Voyons, de quoi s’agit-il ? où en êtes-vous ? — Bonne amie, faut-il te parler vrai ? j’aime Préval à l’adoration, et il m’a fait promettre que le Bonnard n’en aurait pas les gants. — Eh bien ! il faut tenir parole, mais ne pas se compromettre comme des enfants. Laisse-moi conduire cette affaire, et je te livre ton amant le jour même de ton mariage ! » Veux-tu savoir maintenant comment ces dames s’y prirent ? Le jour des dupes arrivé, Herminie, jouant les scrupules, fit entendre à son prétendu que les cérémonies religieuses pouvaient seules, à ses yeux, donner à l’engagement qu’elle allait contracter, le caractère auguste dont elle ne le croyait pas revêtu par la simple formalité qu’exigeait le nouvel ordre des choses. Le bon Bonnard ne s’opposa pas à ce que sa future prit le ciel à témoin de la fidélité qu’elle allait lui jurer ; en conséquence, on fit venir le soir au logis d’Adorine un révérend père récollet, ancien directeur de ces dames, du moins à ce qu’elles disaient, et l’on procéda aux cérémonies exigées par l’Église. Le saint homme observa qu’il était indispensable que les futurs conjoints approchassent du tribunal de la pénitence avant de recevoir le sacrement de mariage. Bonnard s’en défendit avec malice, observant qu’il était d’usage que les femmes fissent pénitence avant, et les maris après le mariage.
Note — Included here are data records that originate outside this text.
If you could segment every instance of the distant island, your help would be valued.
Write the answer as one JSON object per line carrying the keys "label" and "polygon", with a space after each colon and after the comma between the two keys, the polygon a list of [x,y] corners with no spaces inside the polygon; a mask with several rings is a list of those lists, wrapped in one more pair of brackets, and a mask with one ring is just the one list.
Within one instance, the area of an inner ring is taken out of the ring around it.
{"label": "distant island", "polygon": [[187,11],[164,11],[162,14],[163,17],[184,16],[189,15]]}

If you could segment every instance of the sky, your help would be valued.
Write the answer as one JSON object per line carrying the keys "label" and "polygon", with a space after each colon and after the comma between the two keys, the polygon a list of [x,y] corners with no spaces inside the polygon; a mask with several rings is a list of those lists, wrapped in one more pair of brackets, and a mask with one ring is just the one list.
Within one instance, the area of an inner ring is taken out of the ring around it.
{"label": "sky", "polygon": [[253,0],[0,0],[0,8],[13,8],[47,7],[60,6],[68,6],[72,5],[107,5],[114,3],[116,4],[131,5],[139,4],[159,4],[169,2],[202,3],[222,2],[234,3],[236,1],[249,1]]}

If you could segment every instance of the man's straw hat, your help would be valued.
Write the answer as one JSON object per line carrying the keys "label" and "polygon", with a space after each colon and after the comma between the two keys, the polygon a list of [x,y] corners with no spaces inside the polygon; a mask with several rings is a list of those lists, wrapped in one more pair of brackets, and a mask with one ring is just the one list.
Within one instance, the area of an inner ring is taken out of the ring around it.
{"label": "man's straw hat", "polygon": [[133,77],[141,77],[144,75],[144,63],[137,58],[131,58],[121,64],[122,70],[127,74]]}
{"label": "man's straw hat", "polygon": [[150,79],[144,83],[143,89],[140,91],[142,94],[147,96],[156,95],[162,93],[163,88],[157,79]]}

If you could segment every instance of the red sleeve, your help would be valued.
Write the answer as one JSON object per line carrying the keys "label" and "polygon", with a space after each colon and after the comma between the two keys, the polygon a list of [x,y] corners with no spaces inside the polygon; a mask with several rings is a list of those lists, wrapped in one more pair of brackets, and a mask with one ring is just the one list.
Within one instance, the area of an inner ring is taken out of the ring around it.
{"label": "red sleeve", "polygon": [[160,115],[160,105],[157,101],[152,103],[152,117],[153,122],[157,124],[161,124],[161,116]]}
Herminie, pour satisfaire à ce pieux devoir, s’enferma une grande heure avec le cénobite, dans un appartement reculé ; ce qui fournit à l’ami Bonnard l’occasion de faire sur la longueur de cette confession d’excellentes plaisanteries dont Adorine s’amusait beaucoup. Enfin Herminie reparut, et l’on voyait dans ses yeux et dans ceux du révérend tant de contrition, tant de béatitude, que Bonnard, tout esprit fort qu’il se dît, en était édifié. Je n’ai pas besoin, j’espère, de te dire que ce récollet n’était autre que Préval, de t’expliquer, et comment il donna presque au même moment à Bonnard tous ses degrés dans l’ordre des maris, et de quelle rime heureuse il embellit son nom.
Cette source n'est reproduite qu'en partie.